Gasket plate and frame heat exchangers are among the most efficient designs so are also among the most common designs in processing systems. Gaskets between plates guide the flow of product and heating/cooling fluids through alternating channels. As hot fluids pass over the plates, heat transfers from the hot to the cold side, decreasing the temperature of the hot side and raising the temperature of the cold side.
Key to efficient operations, heat exchangers must maintain sufficient fluid velocity across plates to transfer heat while also controlling pressure drops that can disrupt operation. Systems typically employ plate and frame heat exchangers for pasteurization, raw milk cooling, and CIP heating. Given their suitability for products with low to mid viscosity and few to no particulates, plate heat exchangers are commonly used for beverage, beer, wort, eggs, sauces, and most dairy processing.

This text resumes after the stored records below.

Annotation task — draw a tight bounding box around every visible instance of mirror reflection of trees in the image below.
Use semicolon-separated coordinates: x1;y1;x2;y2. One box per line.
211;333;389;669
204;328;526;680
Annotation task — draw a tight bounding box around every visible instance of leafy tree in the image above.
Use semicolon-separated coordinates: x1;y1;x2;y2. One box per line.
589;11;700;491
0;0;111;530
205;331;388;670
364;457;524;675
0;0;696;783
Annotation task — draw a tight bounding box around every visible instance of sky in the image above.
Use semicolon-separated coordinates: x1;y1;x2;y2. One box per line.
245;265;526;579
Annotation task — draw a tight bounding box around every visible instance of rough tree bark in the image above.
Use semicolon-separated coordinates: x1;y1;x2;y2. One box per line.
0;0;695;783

Regenerative heating and cooling
In milk processing, chilled milk is heated from, for example, 4 °C to a pasteurization temperature of 72 °C and held at that temperature for 15 seconds and then chilled to 4 °C again.
Heat always transfers from warmer substances to colder ones, so during pasteurization, heat exchangers use heat from the pasteurized milk to warm the cold milk, which saves heating and refrigeration energy. The process is called regenerative heat exchange or heat recovery, typically reaching 90% and achieving up to 95% heat recovery from pasteurized milk. Recovery is lower for higher-fat products such as cream and ice cream mix.
Regeneration has a positive impact on energy savings, capital costs, and efficient operation. Heat transfer occurs rapidly when the temperature differential is high. As temperature difference decreases, the rate of transfer slows down and stops altogether when temperatures equalize.